La Mariposa en la Pared

The everyday experiences of latino immigrants through the eyes of an outsider. Las vidas típicas de unos inmigrantes latinos a través de los ojos de una forastera.

My Photo
Name:
Location: Upstate NY, United States

"To me it’s always interesting when you get accepted somewhere you don’t really belong. It’s interesting when people open up and let you in their world." - Gilles Mingasson

Sunday, November 18, 2007

En La Cocina


I spent last Sunday evening making pupusas with my friend Mari and our daughters, ages 2 and 15. It seemed strange for me to be teaching Mari how to make them, but she's from Mexico, and they don't have pupusas there. She made the refried black beans, and my daughter and I brought the cheese and maseca. Hers turned out much prettier than mine, because she smoothed the edges with water to get rid of the cracks in the masa. Our tortilla making skills were similar, though. We could pat them out in our hands until they were about 4 inches in diameter, at which point we put the torillita on a little 6 inch plate between sheets of plastic wrap, pressed down with another plate, and in this way turned out over 70 lovely pupusas.

In one of my previous posts I described the pupusas served in a little cafe in upstate New York (sadly, the Café Chapín is now closed). However, I first tried them last year in San Salvador. Days later when I went up to Guatemala, I had trouble finding any. Luckily, a man I met on the bus from San Salvador to Guatemala City took me to a pupuseria for dinner for one last treat before I left to come back home.

It's not easy for Mari to make the food she's used to. When she lived in Chicago, the ingredients for real Mexican meals were easy to find. Here, the Goya section in the "ethnic" food aisle at the supermarket is a joke.
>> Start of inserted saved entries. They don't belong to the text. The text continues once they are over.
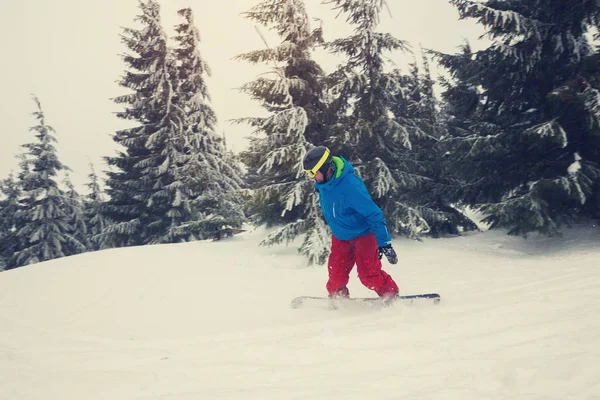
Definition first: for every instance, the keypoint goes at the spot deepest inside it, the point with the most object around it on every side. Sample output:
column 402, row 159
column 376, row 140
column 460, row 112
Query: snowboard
column 302, row 301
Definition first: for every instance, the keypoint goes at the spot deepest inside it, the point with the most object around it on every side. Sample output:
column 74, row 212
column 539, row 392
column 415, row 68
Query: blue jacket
column 348, row 207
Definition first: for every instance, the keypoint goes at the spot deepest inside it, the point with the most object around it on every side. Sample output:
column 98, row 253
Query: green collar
column 339, row 166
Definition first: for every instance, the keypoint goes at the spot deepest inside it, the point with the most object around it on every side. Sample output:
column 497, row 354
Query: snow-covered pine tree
column 379, row 142
column 43, row 227
column 148, row 201
column 293, row 98
column 417, row 104
column 211, row 178
column 92, row 210
column 74, row 208
column 10, row 193
column 525, row 130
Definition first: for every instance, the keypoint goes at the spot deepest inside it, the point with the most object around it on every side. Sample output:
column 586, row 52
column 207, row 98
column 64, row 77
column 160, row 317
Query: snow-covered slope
column 211, row 320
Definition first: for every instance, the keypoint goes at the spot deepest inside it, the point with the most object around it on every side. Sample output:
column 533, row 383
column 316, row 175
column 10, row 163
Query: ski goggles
column 313, row 172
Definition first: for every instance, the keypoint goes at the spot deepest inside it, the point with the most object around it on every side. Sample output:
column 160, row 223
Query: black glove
column 390, row 254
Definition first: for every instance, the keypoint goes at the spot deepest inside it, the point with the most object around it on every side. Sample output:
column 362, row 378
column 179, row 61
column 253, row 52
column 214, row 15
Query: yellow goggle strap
column 313, row 172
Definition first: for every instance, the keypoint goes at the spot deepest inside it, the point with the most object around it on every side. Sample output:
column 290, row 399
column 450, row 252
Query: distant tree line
column 513, row 134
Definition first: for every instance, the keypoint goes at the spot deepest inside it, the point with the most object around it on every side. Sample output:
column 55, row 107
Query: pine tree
column 92, row 211
column 149, row 200
column 386, row 123
column 525, row 131
column 10, row 193
column 293, row 98
column 79, row 229
column 211, row 177
column 43, row 229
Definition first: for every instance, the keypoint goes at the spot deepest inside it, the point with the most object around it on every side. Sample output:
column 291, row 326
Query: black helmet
column 317, row 159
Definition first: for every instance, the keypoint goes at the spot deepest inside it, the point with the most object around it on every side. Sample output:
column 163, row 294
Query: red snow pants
column 362, row 251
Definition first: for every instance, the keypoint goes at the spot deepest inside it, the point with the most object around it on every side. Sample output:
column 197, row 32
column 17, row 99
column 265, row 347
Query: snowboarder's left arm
column 363, row 204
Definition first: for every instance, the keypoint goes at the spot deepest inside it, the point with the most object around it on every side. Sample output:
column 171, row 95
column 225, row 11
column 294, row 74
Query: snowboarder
column 360, row 233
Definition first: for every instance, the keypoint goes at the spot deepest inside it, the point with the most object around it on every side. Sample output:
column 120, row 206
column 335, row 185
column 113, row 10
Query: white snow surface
column 519, row 319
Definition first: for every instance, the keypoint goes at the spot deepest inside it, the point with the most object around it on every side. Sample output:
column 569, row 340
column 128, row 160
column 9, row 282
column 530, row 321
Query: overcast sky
column 66, row 52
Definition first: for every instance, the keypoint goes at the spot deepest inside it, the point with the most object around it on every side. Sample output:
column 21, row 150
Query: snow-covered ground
column 212, row 320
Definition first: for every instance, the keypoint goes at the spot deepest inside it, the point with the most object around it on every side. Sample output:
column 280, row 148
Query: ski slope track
column 519, row 319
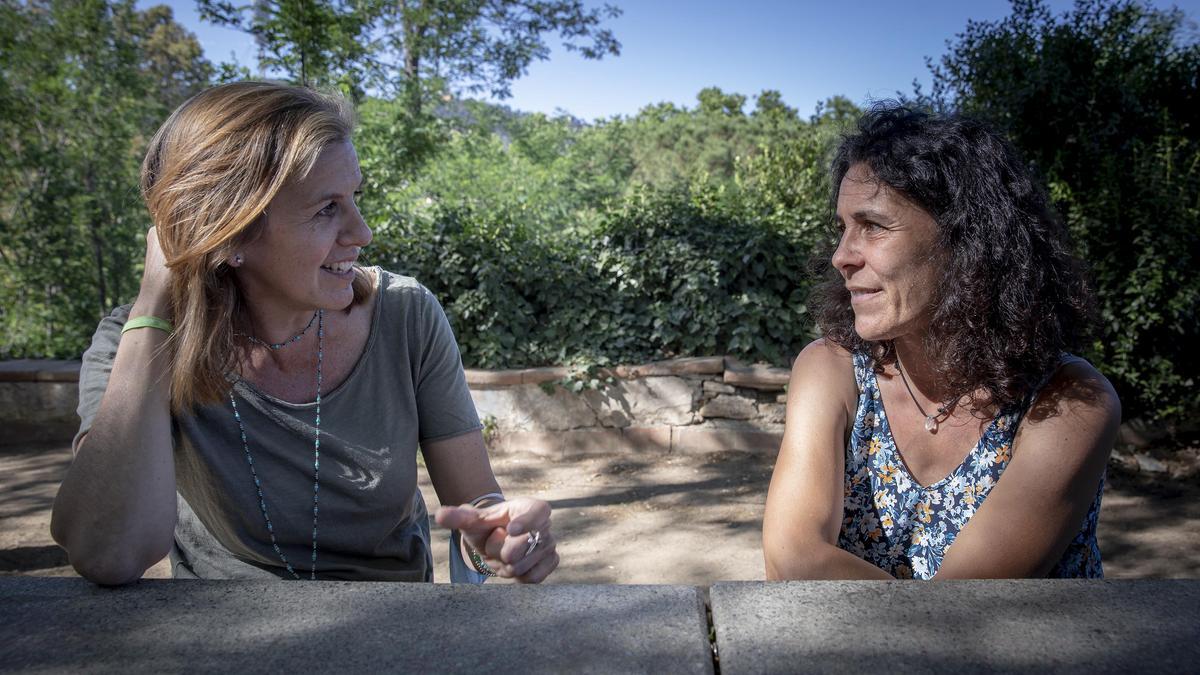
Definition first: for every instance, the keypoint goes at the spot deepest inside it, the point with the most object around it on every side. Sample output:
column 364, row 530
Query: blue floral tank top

As a result, she cooks less than she would like, and her family's diet consists mostly of the readily-available fried chicken from across the street.

Fresh tropical fruit is the thing she misses the most. Last night, she brought over a pomegranate. I had no idea what it was, mystified by the little red pearls packed within the red skin. She and Jaime lamented how expensive fruit is here, compared to back home where the most exquisite delicacies grew literally right outside their front doors. They tried to outdo each other with their descriptions of the bounty borne by the various fruit trees in their yards back home - for Mari, home is Michoacan, Mexico, and for Jaime, Chiquimula, Guatemala.

Mari smiled as she described the enormous duraznos (peaches) that grew in her yard, and the limes and mangoes. Jaime boasted of trees laden with coconuts, bananas, and foot-long papayas. In the home videos sent to him from his family, there is always extensive footage of his father's garden. There is no grass, but lots of roses and other flowers, bushes, and the incredible fruit trees. Chickens keep the ground clean and roost in the bushes. My heart aches with the beauty of Don David's garden, and I know that ache is only a hint of what Jaime feels at having left it.

So we pass the evenings eating pupusas and overpriced, less-than-fresh tropical fruit, watching the snow mix with rain. We've made plans to cook a feast for Christmas - tamales, stacks of tortillas, and a big fruit salad.